Current talk of a move toward “harmony” between
the US health system and the NHS doesn’t come at a particularly good time for
the free marketers. The NHS has just been declared the world's best healthcare
system by the Washington-based Commonwealth Fund,
and the US the worst.
But right wing think tank ‘Reform’ have released a
report regarding the benefits of moving the UK health system in the direction
of the US system. Incidentally David Cameron’s chief health advisor Nick Seddon, a
private healthcare advocate, was a chief lobbyist for Reform before walking the
corridors at no 10. In itself a cause for enormous concern.
Despite his sweet sweet words regarding the NHS,
David Cameron has said of TTIP:
“It is a once in a lifetime prize”
When asked in the house of commons if the NHS
would be excluded from TTIP he said:
“I am not aware of a specific exemption
for any particular area, but I think that the health service would be treated
in the same way in relation to EU-US negotiations as it is in relation to EU
rules”
Clearly not pursuing NHS exclusion.
Furthermore, with Cameron in NHS spin salesman
mode:
“We should not be frightened of our NHS being a
great British success story, parts of which can be exported to the rest of the
world”
Coalition partner Nick
Clegg has openly supported TTIP in the European Union TV debates earlier in the year and has dismissed fears
of its impact on the NHS. Shadow Secretary of State
for Health Andy Burnham has been clear in his stance that the NHS should be protected from the
treaty, but the Labour leadership have not opposed TTIP. UKIP has
studiously avoided
commenting on TTIP. The Green Party are opposed to TTIP in its entirety,
Caroline Lucas tabled an early day motion to
that effect in November of last year.
The good news is that the fight against TTIP is
taking off.
The Royal College of Nurses are leading the way
with the fight back to protect the NHS: Gay Lee, of the Inner South East
London branch proposed the
following resolution to congress:
“That this meeting of RCN Congress urges Council
to lobby against the inclusion of health services in the Transatlantic Trade
and Investment Partnership (TTIP)”
Gay said: “If health is not excluded, then it
could be traded in the same way as baked beans or energy - The NHS is not about
making money but about putting patients first. That’s what we all love about
it.”
John Hill of the Scunthorpe branch said: “I
would suggest that a couple of months ago the vast majority of you would never
have heard of TTIP. But this is one of the biggest threats to the NHS that
there has been”
Calling for increased openness in the way TTIP
is being negotiated, RCN Deputy President Cecilia Anim said: “This needs to be
done in an open and transparent way with full public engagement.
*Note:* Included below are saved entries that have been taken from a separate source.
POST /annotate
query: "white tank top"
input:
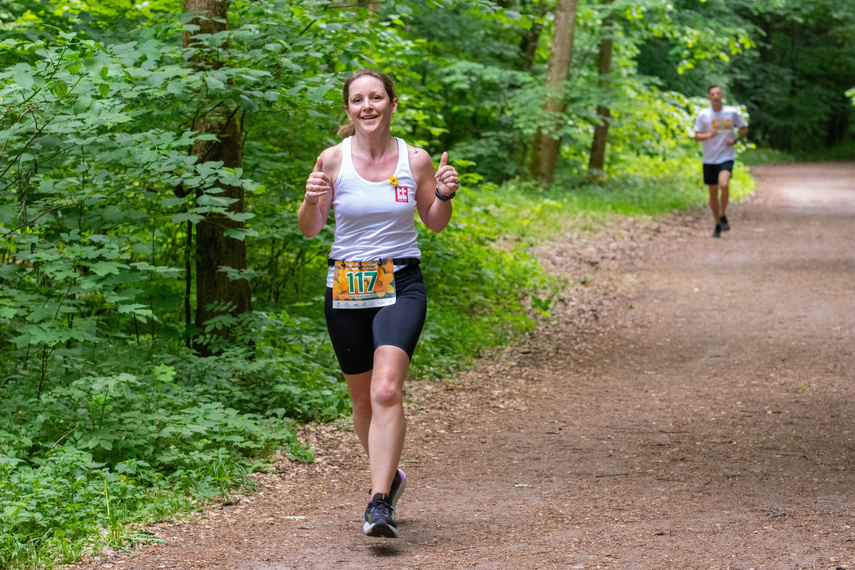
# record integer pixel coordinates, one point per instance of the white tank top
(373, 220)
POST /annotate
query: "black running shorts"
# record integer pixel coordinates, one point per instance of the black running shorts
(356, 333)
(711, 171)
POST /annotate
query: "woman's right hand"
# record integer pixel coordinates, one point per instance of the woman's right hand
(318, 184)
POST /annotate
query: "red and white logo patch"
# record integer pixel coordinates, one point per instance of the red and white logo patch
(402, 194)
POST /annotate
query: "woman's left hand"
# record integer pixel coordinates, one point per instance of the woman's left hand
(447, 179)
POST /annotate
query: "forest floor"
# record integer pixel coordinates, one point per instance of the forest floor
(690, 404)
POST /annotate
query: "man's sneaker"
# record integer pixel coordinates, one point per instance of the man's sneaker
(399, 483)
(380, 517)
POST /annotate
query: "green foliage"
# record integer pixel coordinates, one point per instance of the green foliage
(107, 417)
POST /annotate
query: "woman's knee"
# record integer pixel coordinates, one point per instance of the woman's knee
(386, 394)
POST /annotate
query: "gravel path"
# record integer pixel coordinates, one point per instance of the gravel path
(689, 405)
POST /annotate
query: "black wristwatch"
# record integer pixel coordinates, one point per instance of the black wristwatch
(443, 197)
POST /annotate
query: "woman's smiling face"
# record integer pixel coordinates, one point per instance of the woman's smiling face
(368, 105)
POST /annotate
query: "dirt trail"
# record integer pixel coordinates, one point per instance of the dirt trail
(690, 405)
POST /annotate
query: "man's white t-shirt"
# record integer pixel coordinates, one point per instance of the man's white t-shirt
(727, 120)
There have to
be red lines that can’t be crossed - and the NHS is one of those red lines.
TTIP will have wider irreversible implications for all of us in our
working lives. We’re being kept in the dark and we have to stop it”
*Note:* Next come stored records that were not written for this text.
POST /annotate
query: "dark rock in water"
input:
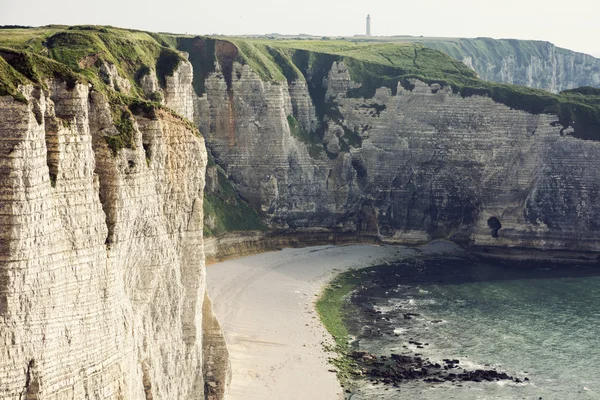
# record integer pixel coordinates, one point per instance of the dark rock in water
(400, 368)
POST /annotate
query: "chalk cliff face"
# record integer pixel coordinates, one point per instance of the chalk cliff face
(102, 291)
(409, 167)
(523, 62)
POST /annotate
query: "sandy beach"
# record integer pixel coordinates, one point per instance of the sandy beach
(265, 304)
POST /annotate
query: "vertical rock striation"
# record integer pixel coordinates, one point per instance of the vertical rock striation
(409, 167)
(102, 291)
(530, 63)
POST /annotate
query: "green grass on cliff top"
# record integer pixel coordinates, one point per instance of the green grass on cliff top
(78, 49)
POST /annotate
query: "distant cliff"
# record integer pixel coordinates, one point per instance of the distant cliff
(104, 211)
(530, 63)
(398, 142)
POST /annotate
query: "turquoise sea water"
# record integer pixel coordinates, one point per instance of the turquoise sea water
(541, 322)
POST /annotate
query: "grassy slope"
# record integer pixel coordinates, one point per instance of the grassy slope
(386, 64)
(73, 54)
(229, 211)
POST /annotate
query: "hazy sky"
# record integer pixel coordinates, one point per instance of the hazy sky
(574, 24)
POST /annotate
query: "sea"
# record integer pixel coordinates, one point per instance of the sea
(532, 320)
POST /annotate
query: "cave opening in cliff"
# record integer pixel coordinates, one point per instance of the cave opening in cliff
(494, 225)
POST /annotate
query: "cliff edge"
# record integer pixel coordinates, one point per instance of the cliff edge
(102, 281)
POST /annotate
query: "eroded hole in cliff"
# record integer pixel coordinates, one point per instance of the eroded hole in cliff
(52, 149)
(494, 225)
(146, 381)
(227, 53)
(32, 383)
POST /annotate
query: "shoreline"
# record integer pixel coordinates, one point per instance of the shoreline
(245, 243)
(266, 306)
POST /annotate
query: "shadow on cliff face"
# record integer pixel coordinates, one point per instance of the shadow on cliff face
(494, 225)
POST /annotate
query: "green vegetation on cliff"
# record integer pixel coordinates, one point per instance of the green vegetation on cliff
(224, 210)
(77, 54)
(375, 65)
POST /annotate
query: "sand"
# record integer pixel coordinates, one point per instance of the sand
(265, 304)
The resolution unsurprisingly was passed with
overwhelming support. 97.16% (461) For
Against: 2.84% (13) and 14 abstained.
Its not quite 100%. There will always be
‘outliers’, like the London nurse Andy Mcgovern who made the papers last week
having proposed a £10 fee for GP visits (a suggestion that was overwhelmingly defeated). There will
always be these moments where founding principles of the NHS need to be
defended, in this case free access at the point of use.
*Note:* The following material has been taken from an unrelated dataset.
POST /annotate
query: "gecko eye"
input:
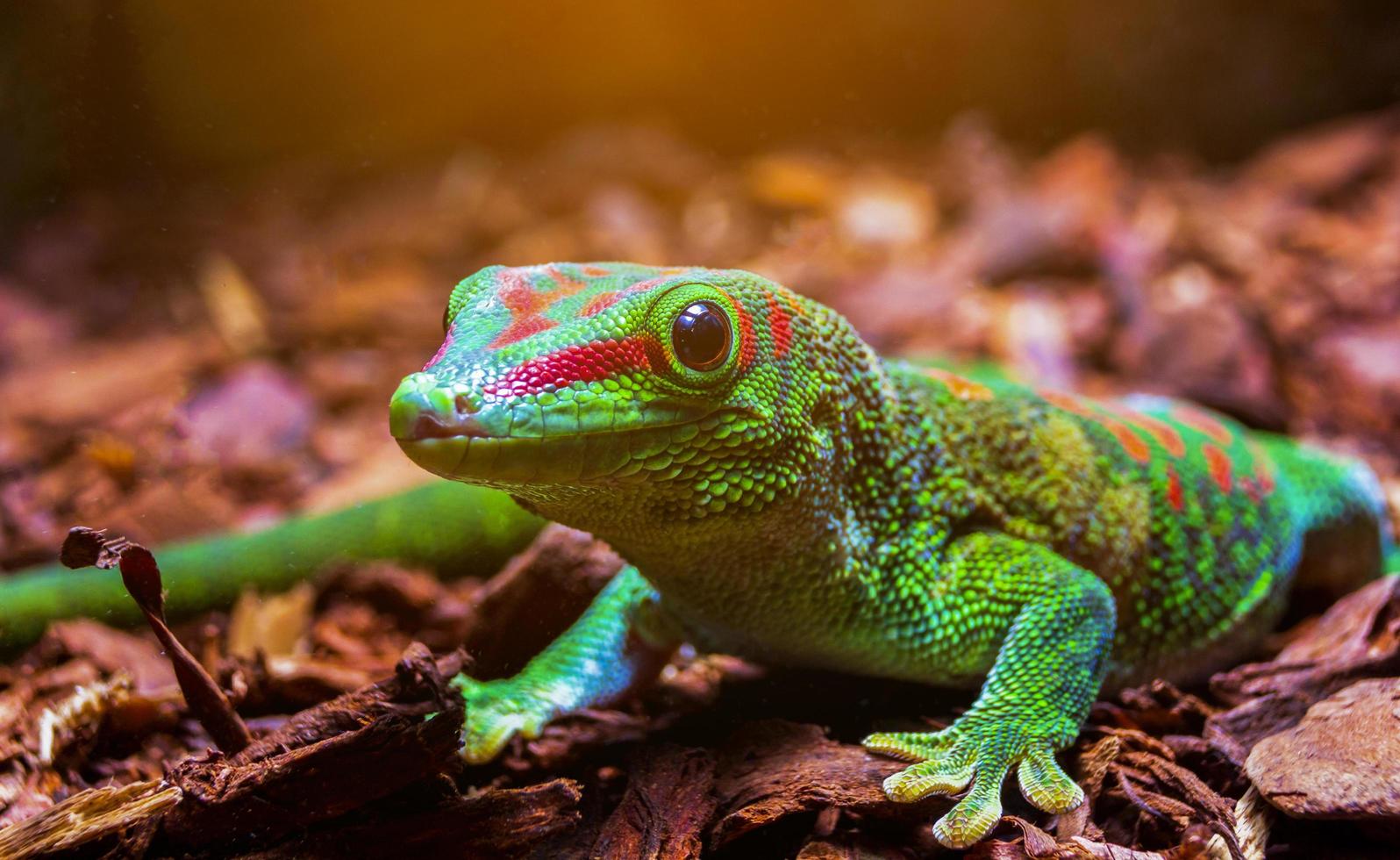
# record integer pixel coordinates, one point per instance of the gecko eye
(700, 335)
On July 12th, activists, unions, environmentalists, health campaigners, food
campaigners and others will come together in a national day of action against
TTIP.
There are no signs that public support is dipping for the NHS, despite the constant media heckling. The Commonwealth Fund that places the NHS as the best healthcare provider in the world is a great and much needed tonic, for both service users and workers. It is also a much needed lift as the fight against TTIP gets underway.